La Stratégie globale de l’Union européenne

 

La première stratégie européenne de sécurité (SES) remonte à décembre 2003. La SES a été élaborée sous la conduite du Haut Représentant Javier Solana et s'est développée par nécessité, après que l'Europe ait été profondément partagée à propos de la guerre en Irak et la présence supposée d'armes de destruction massive. La SES a établi le cadre de la politique européenne extérieure, incitant les États membres à se montrer plus actifs et cohérents et à renforcer leurs capacités. Depuis 2003, la Politique étrangère et de sécurité commune (PESC) a été façonnée plus en profondeur. L'exécution de la SES a été renforcée en 2008, mais au regard de l'évolution radicale de l'environnement sécuritaire ces dernières années, la nécessité d'une nouvelle stratégie s'est fait sentir.

En 2015, la Haute Représentante Federica Mogherini a été chargée par le Conseil européen de développer une nouvelle stratégie. La stratégie globale de l'UE (EUGS) a été présentée en juin 2016 au Conseil européen. Les orientations données à la PESC sont détaillées dans le document « Vision partagée, action commune : une Europe plus forte ». 

L'EUGS articule l'action extérieure de l'UE autour de 5 grands axes :

  • La sécurité de notre Union
  • La résilience de l'État et de la société dans les pays voisins à l'est et au sud
  • Une approche intégrée des conflits
  • Les ordres régionaux de coopération
  • La gouvernance mondiale au 21e siècle

Dans le domaine de la sécurité et de la défense, l'EUGS détermine trois priorités stratégiques :

  • réagir aux crises extérieures et aux conflits,
  • renforcer les capacités des pays partenaires,
  • protéger l'Union et ses citoyens.

Pour concrétiser cette vision de l'EUGS, le Conseil Affaires étrangères a élaboré un plan de mise en œuvre en novembre 2016, fixant un nouveau niveau d’ambition.

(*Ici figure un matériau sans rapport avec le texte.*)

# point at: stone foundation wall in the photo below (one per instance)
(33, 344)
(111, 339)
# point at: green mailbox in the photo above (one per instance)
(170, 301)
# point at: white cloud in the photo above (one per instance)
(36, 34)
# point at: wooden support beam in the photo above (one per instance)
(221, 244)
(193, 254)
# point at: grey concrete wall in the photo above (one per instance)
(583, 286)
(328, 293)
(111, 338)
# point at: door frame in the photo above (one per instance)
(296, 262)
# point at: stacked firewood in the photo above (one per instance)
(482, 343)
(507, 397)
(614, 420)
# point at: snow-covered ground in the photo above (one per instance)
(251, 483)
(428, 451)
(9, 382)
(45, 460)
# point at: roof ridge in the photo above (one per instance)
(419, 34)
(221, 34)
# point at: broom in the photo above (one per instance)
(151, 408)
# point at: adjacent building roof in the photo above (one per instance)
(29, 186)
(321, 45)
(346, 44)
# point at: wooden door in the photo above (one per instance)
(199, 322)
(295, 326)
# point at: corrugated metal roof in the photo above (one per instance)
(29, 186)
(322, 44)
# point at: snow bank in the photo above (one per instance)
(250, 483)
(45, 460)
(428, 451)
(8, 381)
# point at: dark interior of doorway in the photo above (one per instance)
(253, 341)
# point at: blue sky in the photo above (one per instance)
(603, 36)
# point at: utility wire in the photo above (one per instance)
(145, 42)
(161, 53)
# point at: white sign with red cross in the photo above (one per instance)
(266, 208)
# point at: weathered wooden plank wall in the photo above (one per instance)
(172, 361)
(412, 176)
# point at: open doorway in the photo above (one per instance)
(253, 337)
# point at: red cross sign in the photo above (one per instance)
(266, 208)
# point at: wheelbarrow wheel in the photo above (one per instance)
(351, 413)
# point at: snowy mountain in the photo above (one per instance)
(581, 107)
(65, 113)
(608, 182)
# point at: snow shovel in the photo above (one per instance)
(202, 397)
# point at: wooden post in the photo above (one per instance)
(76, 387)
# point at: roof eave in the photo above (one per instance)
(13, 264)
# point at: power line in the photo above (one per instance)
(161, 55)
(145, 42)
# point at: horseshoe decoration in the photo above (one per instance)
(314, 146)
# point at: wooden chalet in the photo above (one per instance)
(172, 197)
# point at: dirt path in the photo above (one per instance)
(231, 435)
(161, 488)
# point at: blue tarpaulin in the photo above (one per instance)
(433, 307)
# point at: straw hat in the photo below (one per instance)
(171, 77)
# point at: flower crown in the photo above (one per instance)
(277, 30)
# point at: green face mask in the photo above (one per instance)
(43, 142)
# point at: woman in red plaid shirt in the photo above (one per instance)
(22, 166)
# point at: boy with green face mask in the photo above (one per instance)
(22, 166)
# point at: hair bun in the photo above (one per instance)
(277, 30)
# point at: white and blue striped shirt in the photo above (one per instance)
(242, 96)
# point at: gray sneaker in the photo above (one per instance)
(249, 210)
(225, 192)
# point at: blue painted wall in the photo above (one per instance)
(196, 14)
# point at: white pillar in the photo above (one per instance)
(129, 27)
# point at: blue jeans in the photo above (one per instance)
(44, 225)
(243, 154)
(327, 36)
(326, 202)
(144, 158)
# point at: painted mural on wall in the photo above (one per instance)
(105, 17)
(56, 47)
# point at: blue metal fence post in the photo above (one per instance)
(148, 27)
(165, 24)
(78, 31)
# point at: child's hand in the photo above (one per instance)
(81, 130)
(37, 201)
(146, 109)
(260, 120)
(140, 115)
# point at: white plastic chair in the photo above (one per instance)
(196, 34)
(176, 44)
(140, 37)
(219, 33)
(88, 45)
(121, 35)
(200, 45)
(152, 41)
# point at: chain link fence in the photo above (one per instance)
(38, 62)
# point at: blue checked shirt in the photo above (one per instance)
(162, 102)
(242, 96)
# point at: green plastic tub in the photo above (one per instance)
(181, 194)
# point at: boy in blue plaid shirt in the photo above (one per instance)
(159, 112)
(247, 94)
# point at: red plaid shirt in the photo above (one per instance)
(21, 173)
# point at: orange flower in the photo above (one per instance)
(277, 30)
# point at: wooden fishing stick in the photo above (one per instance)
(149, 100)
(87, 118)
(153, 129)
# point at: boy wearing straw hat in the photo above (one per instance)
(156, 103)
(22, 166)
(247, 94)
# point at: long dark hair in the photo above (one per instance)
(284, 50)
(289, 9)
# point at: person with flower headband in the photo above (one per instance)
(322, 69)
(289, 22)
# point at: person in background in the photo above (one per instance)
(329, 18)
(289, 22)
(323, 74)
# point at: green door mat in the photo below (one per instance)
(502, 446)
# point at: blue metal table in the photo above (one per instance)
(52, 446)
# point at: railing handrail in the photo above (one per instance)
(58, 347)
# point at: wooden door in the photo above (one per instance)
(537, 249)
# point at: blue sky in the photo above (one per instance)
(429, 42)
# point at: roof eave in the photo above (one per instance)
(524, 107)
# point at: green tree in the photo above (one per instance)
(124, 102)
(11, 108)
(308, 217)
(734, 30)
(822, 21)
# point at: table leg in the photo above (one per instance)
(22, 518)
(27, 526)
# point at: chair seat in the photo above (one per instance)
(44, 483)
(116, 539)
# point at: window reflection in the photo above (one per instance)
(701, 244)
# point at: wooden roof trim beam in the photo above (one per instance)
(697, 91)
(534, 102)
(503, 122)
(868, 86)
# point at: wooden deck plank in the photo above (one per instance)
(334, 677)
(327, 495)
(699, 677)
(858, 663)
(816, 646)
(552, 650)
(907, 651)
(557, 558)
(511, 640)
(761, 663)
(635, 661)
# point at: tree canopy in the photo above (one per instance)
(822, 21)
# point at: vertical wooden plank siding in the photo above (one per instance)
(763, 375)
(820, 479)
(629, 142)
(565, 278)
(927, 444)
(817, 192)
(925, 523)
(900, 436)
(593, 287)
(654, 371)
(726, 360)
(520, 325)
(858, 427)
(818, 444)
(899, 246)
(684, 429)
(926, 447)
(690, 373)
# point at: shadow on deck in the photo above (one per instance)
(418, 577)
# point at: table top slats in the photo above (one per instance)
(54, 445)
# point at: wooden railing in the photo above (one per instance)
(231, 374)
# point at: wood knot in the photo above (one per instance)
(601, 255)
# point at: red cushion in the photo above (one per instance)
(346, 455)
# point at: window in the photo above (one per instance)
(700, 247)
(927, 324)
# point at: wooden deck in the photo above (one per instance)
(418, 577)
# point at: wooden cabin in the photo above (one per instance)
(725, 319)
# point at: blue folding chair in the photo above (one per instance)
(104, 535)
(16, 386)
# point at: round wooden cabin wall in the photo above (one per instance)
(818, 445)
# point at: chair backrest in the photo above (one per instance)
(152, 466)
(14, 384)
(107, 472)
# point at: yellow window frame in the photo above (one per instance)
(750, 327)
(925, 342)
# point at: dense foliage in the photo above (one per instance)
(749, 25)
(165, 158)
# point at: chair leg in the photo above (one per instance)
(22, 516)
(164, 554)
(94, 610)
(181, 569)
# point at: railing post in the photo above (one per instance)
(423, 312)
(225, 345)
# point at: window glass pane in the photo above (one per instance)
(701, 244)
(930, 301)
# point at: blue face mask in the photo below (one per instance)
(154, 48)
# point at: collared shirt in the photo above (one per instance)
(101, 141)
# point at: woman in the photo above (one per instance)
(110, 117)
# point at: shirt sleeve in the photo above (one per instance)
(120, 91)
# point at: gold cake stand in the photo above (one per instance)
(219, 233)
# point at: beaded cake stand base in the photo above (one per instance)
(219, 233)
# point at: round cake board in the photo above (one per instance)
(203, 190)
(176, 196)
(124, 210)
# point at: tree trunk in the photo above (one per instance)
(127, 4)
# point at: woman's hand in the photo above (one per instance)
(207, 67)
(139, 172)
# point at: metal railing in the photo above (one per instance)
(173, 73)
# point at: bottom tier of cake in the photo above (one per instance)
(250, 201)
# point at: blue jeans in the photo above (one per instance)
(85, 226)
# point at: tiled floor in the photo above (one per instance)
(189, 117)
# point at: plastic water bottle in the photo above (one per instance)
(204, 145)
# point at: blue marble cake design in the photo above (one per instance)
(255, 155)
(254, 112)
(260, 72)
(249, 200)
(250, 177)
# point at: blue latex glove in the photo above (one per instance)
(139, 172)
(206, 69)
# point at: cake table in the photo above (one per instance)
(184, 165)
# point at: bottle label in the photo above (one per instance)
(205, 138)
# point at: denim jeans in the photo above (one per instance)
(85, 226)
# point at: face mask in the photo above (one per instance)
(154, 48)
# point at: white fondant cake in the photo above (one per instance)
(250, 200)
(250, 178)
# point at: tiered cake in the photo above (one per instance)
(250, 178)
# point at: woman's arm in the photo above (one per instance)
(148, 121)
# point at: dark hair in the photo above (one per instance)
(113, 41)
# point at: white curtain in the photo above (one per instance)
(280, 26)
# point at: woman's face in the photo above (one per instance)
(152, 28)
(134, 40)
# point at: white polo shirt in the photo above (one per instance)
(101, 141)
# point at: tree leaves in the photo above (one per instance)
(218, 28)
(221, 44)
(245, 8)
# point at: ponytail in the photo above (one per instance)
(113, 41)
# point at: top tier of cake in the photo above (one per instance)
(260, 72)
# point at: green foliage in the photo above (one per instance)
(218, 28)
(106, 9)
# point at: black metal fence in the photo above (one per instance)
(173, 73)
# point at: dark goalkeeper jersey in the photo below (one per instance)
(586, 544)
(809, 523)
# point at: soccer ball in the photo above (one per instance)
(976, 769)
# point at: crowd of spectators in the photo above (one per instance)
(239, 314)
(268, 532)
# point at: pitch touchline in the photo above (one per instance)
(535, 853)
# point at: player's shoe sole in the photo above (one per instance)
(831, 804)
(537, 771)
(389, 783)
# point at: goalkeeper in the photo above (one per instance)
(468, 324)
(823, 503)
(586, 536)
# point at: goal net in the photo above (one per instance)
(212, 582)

Presque simultanément, la Commission européenne a lancé le Plan d'action européen pour la défense. Ce plan se compose de trois parties :

  • un Fonds européen de défense pour soutenir la recherche et le développement de capacités de défense cruciales,
  • la stimulation des investissements dans le secteur de la défense,
  • le renforcement du marché interne dans le domaine de la défense.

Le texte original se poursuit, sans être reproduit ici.